Intanto, l'Ente ospedaliero cantonale (Eoc) conferma che "la giovane paziente sul cui caso i media italiani e ticinesi hanno ampiamente riferito, è stata ricoverata nel Servizio di emato-oncologia pediatrica dell'ospedale San Giovanni di Bellinzona. Anche nella struttura, per la cura delle leucemie, si seguono i medesimi protocolli di terapia impiegati nei paesi vicini alla Svizzera e riconosciuti a livello internazionale. Nel caso evocato dalla stampa, in nessun momento la nostra struttura a Bellinzona ha proposto o seguito alcuna pratica alternativa senza legami scientificamente fondati nella cura di queste patologie".

L'ospedale di Bellinzona "non ha mai praticato il metodo Hammer, una pratica alternativa senza fondamento scientifico. Purtroppo, malgrado tutti i nostri sforzi, sia la paziente che i genitori hanno continuato a rifiutare qualsiasi terapia chemioterapica; questo tipo di cura oggi è in grado di offrire una possibilità di guarigione definitiva a lungo termine nella misura dell'80-85% dei casi".

"La legislazione svizzera - prosegue la nota - vieta di obbligare una persona capace di discernimento a seguire le cure proposte dagli specialisti, dopo che queste sono state ampiamente spiegate e dopo aver lasciato il tempo necessario per prendere una decisione. Tutte le persone coinvolte nella presa in carico della paziente, dai colleghi di Padova al nostro servizio, si sono prodigati per cercare di far comprendere come, in assenza di cure adeguate, le possibilità di guarigione fossero nulle, tenendo in considerazione le sue paure nei confronti di una terapia che può avere effetti secondari sgradevoli, ma transitori".

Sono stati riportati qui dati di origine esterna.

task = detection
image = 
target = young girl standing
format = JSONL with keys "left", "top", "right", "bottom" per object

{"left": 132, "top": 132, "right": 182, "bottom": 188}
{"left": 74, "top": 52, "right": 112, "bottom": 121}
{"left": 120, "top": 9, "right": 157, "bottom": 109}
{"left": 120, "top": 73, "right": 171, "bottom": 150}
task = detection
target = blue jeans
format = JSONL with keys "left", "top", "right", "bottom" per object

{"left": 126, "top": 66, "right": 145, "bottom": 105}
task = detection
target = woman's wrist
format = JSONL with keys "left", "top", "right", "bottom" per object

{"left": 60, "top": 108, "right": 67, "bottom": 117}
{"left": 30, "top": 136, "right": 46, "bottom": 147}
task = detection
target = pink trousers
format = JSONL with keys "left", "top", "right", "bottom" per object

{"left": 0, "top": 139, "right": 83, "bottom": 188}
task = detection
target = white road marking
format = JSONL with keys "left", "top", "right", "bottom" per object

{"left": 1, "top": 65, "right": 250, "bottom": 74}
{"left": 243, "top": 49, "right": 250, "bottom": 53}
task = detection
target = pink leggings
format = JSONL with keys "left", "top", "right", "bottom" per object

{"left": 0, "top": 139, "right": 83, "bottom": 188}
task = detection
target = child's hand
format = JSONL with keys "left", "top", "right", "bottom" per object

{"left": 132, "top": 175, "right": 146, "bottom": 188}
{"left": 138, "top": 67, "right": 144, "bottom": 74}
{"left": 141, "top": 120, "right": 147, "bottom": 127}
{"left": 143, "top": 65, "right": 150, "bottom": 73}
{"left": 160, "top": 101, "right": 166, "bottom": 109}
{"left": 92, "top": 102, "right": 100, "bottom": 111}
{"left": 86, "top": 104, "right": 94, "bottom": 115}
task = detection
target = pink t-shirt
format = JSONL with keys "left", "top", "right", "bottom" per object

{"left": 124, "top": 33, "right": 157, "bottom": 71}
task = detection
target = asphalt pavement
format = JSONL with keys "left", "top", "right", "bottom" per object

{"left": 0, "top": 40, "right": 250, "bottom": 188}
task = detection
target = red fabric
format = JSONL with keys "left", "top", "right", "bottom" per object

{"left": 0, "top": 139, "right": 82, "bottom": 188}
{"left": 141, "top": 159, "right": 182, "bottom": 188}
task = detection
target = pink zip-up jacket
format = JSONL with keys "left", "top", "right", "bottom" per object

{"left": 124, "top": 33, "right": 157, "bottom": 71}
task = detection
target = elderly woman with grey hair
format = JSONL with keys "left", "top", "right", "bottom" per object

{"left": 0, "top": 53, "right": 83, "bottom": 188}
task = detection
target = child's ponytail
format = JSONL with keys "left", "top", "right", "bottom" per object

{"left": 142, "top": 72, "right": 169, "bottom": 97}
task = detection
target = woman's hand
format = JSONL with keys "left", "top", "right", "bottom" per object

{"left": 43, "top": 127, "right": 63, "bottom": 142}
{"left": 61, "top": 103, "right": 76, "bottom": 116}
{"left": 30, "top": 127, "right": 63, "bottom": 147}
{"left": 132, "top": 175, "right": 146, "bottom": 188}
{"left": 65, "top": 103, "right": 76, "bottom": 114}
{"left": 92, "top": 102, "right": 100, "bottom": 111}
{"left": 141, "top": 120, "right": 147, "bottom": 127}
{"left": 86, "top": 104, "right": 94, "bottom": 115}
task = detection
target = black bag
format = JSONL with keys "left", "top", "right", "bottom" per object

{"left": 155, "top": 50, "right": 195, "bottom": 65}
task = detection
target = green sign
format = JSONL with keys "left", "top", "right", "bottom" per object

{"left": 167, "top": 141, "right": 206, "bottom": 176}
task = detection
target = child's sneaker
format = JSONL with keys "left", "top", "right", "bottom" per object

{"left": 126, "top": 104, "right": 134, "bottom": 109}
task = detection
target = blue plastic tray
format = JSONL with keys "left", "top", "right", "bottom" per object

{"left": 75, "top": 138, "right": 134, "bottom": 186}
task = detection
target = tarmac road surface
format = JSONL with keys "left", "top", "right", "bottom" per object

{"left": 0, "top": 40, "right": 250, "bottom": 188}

"L’unica terapia che ci è stata permessa - precisa l'ospedale svizzero - è stata l’applicazione di corticosteroidi e ciò ha consentito un transitorio miglioramento, prima che la malattia non riprendesse il suo ineluttabile decorso fatale. Questo triste episodio ci ha profondamente toccati. Malgrado tutti i nostri tentativi, non siamo riusciti a far capire alla paziente e ai suoi genitori il nostro impegno per riuscire a guarirla. La giovane paziente è rimasta vittima di credenze che ancora oggi purtroppo riescono a mietere vittime quando invece esistono cure riconosciute internazionalmente e applicate sia in Italia che in Svizzera".

"Vorremmo anche evitare di veicolare un’immagine distorta del lavoro svolto in maniera professionale presso le strutture sanitarie, sia in Svizzera che in Italia - conclude la nota - e speriamo vivamente che quanto accaduto possa essere di aiuto per altre famiglie che devono prendere delle gravi decisioni".